Your intake of carbohydrate and protein is particularly important when it comes to physical training.
Carbohydrates are sugars that provide the body with the energy required to perform exercise. Therefore, failing to consume enough carbs may negatively impact energy levels and athletic performance.
Most lifters will already know the importance of consuming enough protein each day. Protein helps in the muscle rebuilding process after a workout.
Not consuming enough protein can inhibit recovery from training sessions which can negatively impact progress and even contribute towards overtraining.
Hydration is another extremely important factor to consider. There are a number of studies that have found that poor hydration levels can lead to a reduction in performance (5).
If you are unsure where to start, begin by tracking your nutrition and do so for a full week. Once the week is over, have a full audit of your nutrition and then look to implement any necessary changes.
Although frustrating, plateaus are not insurmountable.
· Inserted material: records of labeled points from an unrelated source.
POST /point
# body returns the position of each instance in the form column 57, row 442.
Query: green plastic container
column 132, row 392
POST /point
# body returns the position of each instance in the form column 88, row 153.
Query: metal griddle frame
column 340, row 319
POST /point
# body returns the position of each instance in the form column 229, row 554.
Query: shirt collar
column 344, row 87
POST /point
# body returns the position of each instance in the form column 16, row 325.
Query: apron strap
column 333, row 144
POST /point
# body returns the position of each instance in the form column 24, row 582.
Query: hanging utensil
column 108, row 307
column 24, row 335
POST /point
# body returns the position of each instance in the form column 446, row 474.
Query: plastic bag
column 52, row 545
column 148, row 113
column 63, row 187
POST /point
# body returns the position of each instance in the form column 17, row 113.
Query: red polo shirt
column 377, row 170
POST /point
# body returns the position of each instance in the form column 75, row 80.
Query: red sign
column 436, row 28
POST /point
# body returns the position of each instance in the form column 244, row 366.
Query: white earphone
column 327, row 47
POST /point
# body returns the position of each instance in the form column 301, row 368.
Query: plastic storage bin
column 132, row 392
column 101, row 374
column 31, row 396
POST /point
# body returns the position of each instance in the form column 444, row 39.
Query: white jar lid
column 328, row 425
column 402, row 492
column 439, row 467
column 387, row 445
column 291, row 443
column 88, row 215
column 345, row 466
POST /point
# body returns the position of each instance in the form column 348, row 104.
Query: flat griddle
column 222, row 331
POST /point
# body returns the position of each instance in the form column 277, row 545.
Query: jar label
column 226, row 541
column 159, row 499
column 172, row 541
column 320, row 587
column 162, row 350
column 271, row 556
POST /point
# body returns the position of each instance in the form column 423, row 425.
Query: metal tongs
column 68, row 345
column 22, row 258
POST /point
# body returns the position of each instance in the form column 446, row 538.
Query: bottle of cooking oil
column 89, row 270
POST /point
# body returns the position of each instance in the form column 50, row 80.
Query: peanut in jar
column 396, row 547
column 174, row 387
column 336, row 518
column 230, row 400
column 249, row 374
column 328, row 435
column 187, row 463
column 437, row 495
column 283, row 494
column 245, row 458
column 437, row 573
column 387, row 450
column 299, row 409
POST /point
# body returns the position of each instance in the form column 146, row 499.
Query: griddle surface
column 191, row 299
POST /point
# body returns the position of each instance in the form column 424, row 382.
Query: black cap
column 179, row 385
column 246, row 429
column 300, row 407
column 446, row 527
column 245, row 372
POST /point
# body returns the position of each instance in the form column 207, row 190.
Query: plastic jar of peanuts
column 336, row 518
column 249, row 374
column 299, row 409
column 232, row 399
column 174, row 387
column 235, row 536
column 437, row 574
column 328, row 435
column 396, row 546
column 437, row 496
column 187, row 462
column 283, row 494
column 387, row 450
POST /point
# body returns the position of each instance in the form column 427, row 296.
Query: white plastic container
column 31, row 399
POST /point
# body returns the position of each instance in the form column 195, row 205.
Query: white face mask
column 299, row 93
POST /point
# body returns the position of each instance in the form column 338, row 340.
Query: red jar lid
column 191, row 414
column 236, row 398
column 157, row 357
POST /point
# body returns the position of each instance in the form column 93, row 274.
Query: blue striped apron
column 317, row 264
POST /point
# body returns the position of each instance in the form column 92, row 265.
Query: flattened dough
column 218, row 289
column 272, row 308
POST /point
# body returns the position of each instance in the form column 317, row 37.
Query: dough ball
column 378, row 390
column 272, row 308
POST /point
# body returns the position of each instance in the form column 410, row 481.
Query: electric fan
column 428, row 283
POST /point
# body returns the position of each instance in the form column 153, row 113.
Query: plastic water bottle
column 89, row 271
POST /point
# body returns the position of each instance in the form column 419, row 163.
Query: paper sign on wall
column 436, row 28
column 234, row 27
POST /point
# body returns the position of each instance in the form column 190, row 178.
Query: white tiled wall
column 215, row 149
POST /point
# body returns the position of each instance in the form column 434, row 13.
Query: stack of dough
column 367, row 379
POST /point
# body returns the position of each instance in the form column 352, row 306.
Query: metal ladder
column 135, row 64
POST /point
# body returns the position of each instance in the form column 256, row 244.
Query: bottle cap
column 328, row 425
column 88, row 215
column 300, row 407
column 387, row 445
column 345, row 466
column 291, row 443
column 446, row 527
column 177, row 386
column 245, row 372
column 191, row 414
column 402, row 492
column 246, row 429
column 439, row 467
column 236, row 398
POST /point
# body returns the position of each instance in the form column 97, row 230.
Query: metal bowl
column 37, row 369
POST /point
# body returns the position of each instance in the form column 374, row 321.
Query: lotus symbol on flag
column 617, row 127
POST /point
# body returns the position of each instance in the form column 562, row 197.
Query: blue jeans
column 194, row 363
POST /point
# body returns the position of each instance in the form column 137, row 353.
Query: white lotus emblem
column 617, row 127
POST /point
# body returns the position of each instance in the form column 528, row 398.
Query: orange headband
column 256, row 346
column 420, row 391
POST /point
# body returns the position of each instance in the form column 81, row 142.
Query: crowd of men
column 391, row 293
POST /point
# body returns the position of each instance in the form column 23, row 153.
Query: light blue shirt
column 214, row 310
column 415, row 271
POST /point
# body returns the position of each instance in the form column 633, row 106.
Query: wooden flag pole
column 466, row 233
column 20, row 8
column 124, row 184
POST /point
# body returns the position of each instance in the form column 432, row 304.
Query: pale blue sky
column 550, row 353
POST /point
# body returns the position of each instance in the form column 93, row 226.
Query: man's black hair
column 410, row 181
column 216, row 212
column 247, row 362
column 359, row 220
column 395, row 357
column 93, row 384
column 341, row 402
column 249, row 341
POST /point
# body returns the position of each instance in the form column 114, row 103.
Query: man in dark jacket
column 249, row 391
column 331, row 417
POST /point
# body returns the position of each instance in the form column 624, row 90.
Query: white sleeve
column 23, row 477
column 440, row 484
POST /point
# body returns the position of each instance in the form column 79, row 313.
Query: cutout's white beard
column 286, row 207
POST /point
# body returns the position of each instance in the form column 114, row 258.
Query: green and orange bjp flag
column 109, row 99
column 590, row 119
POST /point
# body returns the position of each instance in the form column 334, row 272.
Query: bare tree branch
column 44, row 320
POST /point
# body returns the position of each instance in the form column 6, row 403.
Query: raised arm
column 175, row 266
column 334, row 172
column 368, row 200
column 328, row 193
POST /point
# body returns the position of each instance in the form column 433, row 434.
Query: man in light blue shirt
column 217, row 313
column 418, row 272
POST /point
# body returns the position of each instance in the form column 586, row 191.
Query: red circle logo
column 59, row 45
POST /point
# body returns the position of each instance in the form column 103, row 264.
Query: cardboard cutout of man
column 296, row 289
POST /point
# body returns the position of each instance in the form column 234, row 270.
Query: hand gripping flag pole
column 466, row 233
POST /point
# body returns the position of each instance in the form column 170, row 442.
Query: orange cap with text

With careful review of your training, sleep, and nutrition, it is very possible to bust through one.
Therefore, if you are in the position where improvements are few and far between, consider applying the four strategies outlined above.
1 – https://pubmed.ncbi.nlm.nih.gov/24832974/ Fonseca, Rodrigo M.; Roschel, Hamilton; Tricoli, Valmor; de Souza, Eduardo O.; Wilson, Jacob M.; Laurentino, Gilberto C.; Aihara, André Y.; de Souza Leão, Alberto R.; Ugrinowitsch, Carlos (2014-11). “Changes in exercises are more effective than in loading schemes to improve muscle strength”. Journal of Strength and Conditioning Research. 28 (11): 3085–3092. doi:10.1519/JSC.0000000000000539. ISSN 1533-4287. PMID 24832974.
2 – https://www.ncbi.nlm.nih.gov/pmc/articles/PMC4637911/ Lorenz, Daniel; Morrison, Scot (2015-11). “CURRENT CONCEPTS IN PERIODIZATION OF STRENGTH AND CONDITIONING FOR THE SPORTS PHYSICAL THERAPIST”. International Journal of Sports Physical Therapy. 10 (6): 734–747. ISSN 2159-2896. PMC 4637911. PMID 26618056.
3 – https://www.ncbi.nlm.nih.gov/pmc/articles/PMC5749041/ Chen, Yanbo; Cui, Yufei; Chen, Shulei; Wu, Ziqiang (2017-12). “Relationship between sleep and muscle strength among Chinese university students: a cross-sectional study”. Journal of Musculoskeletal & Neuronal Interactions. 17 (4): 327–333. ISSN 1108-7161. PMC 5749041. PMID 29199194.
4 – https://www.ncbi.nlm.nih.gov/pmc/articles/PMC4860870/ Buchmann, Nikolaus; Spira, Dominik; Norman, Kristina; Demuth, Ilja; Eckardt, Rahel; Steinhagen-Thiessen, Elisabeth (2016-4). “Sleep, Muscle Mass and Muscle Function in Older People”. Deutsches Ärzteblatt International. 113 (15): 253–260. doi:10.3238/arztebl.2016.0253. ISSN 1866-0452. PMC 4860870. PMID 27151463.
5 – https://www.ncbi.nlm.nih.gov/pmc/articles/PMC4672008/ Sawka, Michael N.; Cheuvront, Samuel N.; Kenefick, Robert W. (2015). “Hypohydration and Human Performance: Impact of Environment and Physiological Mechanisms”. Sports Medicine (Auckland, N.z.). 45 (Suppl 1): 51–60. doi:10.1007/s40279-015-0395-7. ISSN 0112-1642. PMC 4672008. PMID 26553489.